Think about it: the many special abilities of human beings which make us unique in the animal kingdom truly are not necessary for survival alone. Monkeys do fine in the jungle, for instance, without having to build cities (or computers). Indeed, when one considers that all of human civilization (that is, since writing) has taken place in only 5,000 years or so, it defies mathematical odds. Thus, there is no logical reason to dismiss a divine telos or purpose behind this stage of evolution: the evolution of human consciousness. It really can only be explained as a divine miracle—or more simply: a "special creation." Hence, it follows logically that we can also evolve into something even more special than what we have reached so far. I am suggesting an entire human race endowed with Christ Consciousness or the enlightened state as being a universal potential and realization for the entire human race.

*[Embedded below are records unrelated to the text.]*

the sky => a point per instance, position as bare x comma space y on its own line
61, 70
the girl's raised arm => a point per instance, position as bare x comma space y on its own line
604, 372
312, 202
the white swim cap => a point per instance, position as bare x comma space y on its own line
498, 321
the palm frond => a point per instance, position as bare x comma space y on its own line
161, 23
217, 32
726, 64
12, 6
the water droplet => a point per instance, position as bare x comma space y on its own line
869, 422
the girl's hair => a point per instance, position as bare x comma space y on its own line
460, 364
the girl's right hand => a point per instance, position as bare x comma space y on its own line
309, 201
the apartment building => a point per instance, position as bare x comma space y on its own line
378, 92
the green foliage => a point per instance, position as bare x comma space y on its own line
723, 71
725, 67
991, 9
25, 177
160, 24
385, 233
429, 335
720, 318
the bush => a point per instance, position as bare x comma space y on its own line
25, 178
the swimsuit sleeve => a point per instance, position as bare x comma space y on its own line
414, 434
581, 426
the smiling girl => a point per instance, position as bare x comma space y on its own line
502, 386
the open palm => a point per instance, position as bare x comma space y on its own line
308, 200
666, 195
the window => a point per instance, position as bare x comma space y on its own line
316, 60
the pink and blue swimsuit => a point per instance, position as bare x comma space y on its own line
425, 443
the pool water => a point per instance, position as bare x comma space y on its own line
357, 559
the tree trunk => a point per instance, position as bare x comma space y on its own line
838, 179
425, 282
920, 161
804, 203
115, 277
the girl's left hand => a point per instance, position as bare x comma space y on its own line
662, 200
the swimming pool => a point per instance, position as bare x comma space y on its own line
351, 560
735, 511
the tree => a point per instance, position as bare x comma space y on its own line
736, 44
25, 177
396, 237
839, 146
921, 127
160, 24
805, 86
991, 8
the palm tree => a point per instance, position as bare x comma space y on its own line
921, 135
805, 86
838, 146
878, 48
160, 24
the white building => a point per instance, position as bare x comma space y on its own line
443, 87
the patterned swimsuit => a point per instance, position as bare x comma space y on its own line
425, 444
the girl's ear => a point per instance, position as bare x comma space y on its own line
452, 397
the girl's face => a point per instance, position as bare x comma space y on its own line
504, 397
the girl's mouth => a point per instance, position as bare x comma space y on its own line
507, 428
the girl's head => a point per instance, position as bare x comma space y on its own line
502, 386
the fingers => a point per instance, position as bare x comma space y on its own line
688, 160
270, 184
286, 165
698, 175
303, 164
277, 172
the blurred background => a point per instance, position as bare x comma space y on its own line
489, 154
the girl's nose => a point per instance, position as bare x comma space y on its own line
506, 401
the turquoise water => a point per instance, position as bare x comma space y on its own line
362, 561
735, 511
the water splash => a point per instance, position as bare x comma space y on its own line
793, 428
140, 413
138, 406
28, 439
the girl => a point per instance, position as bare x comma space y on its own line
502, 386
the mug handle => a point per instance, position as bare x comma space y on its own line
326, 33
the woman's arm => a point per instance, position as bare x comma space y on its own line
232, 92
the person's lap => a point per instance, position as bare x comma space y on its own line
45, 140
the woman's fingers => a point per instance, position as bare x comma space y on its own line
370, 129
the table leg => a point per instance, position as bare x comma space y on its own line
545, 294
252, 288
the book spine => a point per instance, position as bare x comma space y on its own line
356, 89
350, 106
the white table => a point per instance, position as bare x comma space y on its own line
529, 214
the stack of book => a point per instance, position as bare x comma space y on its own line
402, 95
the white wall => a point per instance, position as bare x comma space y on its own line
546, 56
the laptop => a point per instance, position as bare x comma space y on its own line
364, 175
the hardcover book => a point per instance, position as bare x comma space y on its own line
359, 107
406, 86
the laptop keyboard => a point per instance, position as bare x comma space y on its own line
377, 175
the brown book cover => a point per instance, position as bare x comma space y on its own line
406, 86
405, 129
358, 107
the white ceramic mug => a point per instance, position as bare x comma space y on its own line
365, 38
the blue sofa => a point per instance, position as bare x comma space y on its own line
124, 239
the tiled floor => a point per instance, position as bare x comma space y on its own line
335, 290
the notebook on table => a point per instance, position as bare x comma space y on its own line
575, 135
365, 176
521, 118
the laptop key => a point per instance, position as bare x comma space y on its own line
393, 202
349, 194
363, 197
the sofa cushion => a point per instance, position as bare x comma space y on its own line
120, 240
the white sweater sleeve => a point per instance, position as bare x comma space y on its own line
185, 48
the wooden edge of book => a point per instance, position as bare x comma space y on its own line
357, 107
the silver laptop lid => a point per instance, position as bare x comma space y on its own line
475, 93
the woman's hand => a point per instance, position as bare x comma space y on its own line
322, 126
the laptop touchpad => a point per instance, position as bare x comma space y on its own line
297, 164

So my own stance could be described as meta-Darwinian: noetic evolution or the evolution of human consciousness through intelligent design and special creation understood from the perspective of enlightenment. The issue, rightly perceived, is not a question of science vs. religion. Saying that either science or religion is right does not apply when God is understood as Spirit in action. God is the motive force behind both. (See the works of integralist Ken Wilber for elaboration on this idea, especially Integral Psychology. See also the works of physicist Amit Goswami, especially Creative Evolution and political philosopher Steven McIntosh's Integral Consciousness and the Future of Evolution.)

Enlightenment sees the paradoxical coexistence of both perspectives: Spirit in action, working through the laws of nature as science comes to understand them. There is intelligent design to be discerned behind nature, including human nature. A wiser interpretation of intelligent design means seeing God as Ultimate Reality, as the foundation of all existence. From the perspective of enlightenment traditions, there is also special creation because the hidden hand of God extends, via grace-given mystical experience, to create a new species, one member at a time, but in an accelerating fashion which assures eventual dominance by the emerging new noetic breed.

With reference to the human species, the term "special creation" should be understood by Christians in the sense given in the New Testament: the creation of the new creature or "the new man" by "the renewing of your mind in Christ" or noetic evolution—i.e., higher human development to enlightenment. As St. Paul put it in 2 Corinthians 5:17: "Anyone who is in Christ is a new creation; the old has passed away, behold, the new has come." That "new creation" is characterized by noetic change, by a change of consciousness to a higher state—called Christ consciousness or cosmic consciousness or nondual consciousness—which sees God directly and therefore sees that all creation is an expression of the Divine Creator.

Evolution is the journey and enlightenment is the goal for both the individual and the human race. Imagine a society of people who have attained enlightenment or put on the mind of Christ. For Christians, that would be the kingdom of heaven—on earth. To quote St. Paul again: through Jesus, God “let us know the mystery of his purpose, the hidden plan he so kindly made from the beginning in Christ” (Ephesians 1:9).

Thus the bottom line for me is what has been called evolutionary theism but which I prefer to call evolutionary spirituality or Spirit in action throughout all of nature, including human nature. As I stated in The Meeting of Science and Spirit, "Human history is a process of ascent to godhood. That process is best described, individually and collectively, as evolution."